Dienstag, 30. April 2019

Sex-Special (6 und letztes): Man darf auch normal sein!


Hans und Marga leben ein normales Leben, das, was man so als normales Leben empfindet. Hans ist Architekt, Marga Ärztin, sie haben gute Stellen und ein solides Einkommen, vor drei Jahren haben sie sich ein kleines Reihenhaus am Stadtrand gekauft, das sie mit viel Liebe und Geschmack eingerichtet haben. Am Haus hat es ein kleines Gärtchen, in dem sie Bohnen und Tomaten ziehen und viele bunte Blumen blühen lassen. Hans und Marga fahren zwei Mal im Jahr in die Ferien, meistens einmal in die Alpen und einmal auf irgendeine Insel am Meer, Abenteuerferien im Dschungel brauchen sie nicht. Die beiden lesen sehr gerne und haben ein Abo für das Städtische Theater, sie gehen in die Ausstellungen des Kunstvereins und gelegentlich ins Kino; beide treiben in Massen Sport, Hans geht zweimal die Woche ins Hallenbad und Marga zweimal die Woche laufen.

Ein normales Leben also, und die beiden finden das auch ganz in Ordnung. Was immer mehr zum Problem wird, ist ihr Sexleben, das genauso normal wie ihr anderes Leben ist. Und zwar nicht zum Problem für die beiden – der Himmel bewahre! – sondern weil die Ansprüche, die die Gesellschaft an unsere Bettkultur stellt, so immens hoch sind. Gerade bei einem so gewöhnlichen Aussenleben erwartet man doch, dass im Schlafzimmer die Post in alle Richtungen abgeht. Und genau das können die beiden nicht bieten: Hans und Marga tun es ein- bis zweimal die Woche, immer im Bett und immer in Missionarsstellung, dabei kommen meistens beide und sie haben Spass und Lust dabei. Aber darum geht es ja nicht, es geht darum, dass man so normal einfach nicht sein darf.

Nicht, dass die zwei nicht alles probiert hätten, das haben sie!
Sie haben sich das Kamasutra gekauft und fleissig geübt, aber nach mehreren Verdrehungen, Zerrungen und Quetschungen, nach Schmerzen und blauen Flecken haben sie dies wieder aufgegeben und beschlossen, dass der Schlangenmensch-Sex nichts für sie ist. Genauso ging es ihnen mit ungewöhnlichen Orten wie Küchenboden oder Schreibtisch, wie Badewanne oder Geräteschuppen, richtig gefährlich wurde es, als Hans eine Schaufel auf den Kopf flog.

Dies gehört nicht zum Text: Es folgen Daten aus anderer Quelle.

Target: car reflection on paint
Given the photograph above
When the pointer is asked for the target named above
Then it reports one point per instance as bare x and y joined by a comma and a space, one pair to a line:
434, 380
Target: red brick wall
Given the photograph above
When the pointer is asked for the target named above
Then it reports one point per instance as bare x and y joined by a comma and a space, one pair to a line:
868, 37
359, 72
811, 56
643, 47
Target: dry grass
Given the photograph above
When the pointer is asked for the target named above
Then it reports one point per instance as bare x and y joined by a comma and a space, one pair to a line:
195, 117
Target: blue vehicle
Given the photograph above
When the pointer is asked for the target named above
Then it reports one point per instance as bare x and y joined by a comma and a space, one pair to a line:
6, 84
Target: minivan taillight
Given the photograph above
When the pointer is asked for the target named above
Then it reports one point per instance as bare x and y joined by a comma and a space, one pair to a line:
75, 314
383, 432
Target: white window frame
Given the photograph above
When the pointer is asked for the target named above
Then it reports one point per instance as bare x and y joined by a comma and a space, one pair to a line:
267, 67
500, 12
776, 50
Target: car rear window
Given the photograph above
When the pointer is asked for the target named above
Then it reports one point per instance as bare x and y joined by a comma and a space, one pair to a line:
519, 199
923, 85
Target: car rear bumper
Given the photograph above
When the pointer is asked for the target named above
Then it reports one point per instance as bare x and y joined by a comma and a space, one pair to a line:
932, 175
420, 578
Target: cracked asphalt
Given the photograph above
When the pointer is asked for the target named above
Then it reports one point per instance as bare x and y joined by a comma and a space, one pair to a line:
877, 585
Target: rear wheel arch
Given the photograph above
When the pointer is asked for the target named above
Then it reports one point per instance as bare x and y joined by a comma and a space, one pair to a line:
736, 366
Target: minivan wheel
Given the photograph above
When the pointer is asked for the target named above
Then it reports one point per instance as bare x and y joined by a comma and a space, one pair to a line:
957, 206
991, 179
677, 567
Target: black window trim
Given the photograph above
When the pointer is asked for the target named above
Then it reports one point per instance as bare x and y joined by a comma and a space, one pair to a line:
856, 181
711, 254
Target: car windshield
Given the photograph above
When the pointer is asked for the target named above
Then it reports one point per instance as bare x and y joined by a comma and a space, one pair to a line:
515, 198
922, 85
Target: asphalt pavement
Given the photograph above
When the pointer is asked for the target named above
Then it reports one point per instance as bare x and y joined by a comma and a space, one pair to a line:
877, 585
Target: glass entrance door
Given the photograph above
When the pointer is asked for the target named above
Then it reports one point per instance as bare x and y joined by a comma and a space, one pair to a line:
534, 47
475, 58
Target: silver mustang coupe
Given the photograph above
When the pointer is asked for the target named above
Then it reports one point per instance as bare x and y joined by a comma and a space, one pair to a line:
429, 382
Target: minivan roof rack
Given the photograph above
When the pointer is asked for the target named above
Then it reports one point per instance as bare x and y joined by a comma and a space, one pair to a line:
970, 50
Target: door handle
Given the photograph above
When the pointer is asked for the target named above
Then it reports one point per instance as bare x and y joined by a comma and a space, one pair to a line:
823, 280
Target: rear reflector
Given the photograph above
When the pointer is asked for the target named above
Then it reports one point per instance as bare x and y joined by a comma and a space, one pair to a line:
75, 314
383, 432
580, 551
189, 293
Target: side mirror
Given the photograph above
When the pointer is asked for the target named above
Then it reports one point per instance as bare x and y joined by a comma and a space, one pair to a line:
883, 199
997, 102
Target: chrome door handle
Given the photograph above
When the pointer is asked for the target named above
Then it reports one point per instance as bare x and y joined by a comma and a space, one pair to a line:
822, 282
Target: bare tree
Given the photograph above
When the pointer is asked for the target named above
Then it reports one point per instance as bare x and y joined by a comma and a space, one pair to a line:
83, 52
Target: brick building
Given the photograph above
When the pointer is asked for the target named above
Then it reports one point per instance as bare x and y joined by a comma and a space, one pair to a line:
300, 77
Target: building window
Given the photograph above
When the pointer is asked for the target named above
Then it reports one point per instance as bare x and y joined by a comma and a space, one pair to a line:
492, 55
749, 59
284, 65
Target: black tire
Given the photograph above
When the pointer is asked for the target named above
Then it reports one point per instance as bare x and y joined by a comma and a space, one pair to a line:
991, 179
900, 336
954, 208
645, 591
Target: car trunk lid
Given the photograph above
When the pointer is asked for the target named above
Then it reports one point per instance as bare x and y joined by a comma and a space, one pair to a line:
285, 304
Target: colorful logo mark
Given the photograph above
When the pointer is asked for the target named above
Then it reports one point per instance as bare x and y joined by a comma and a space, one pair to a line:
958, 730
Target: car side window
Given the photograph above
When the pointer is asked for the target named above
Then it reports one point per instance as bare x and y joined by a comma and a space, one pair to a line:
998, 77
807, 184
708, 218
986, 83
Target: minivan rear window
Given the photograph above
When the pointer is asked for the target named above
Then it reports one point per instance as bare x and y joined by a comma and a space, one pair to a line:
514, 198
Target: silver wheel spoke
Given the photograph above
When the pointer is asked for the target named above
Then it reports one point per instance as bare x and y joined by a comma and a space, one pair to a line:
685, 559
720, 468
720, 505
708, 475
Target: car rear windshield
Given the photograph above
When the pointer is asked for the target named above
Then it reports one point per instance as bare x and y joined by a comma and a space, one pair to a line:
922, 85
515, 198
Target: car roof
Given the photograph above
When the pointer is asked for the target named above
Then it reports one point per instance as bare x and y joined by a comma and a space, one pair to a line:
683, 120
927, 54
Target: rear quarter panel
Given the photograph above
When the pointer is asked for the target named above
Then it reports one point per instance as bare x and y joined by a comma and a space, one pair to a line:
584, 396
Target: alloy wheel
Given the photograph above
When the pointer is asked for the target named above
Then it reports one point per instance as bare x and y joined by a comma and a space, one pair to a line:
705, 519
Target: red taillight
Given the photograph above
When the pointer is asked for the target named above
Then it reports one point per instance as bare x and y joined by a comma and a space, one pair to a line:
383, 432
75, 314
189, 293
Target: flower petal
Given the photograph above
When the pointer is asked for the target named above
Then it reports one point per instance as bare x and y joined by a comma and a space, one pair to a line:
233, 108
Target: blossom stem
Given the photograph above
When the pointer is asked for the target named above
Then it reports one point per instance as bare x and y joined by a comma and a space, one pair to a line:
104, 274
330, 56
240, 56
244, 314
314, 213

Hans und Marga haben Fesselspiele und leichtes Schlagen probiert.
Und keinen Gefallen daran gefunden.
Sie haben schwule und lesbische Erfahrungen gemacht.
Und keinen Gefallen daran gefunden.
Sie haben Swingerclubs und Fetischbars besucht.
Und keinen Gefallen daran gefunden.
Es ist einfach zum Verzweifeln, aber das einzige, was ihnen beiden Spass macht, ist das, was schon ihre Eltern und ihre Grosseltern und ihre Urgrosseltern taten, langweilig und öde und völlig normal.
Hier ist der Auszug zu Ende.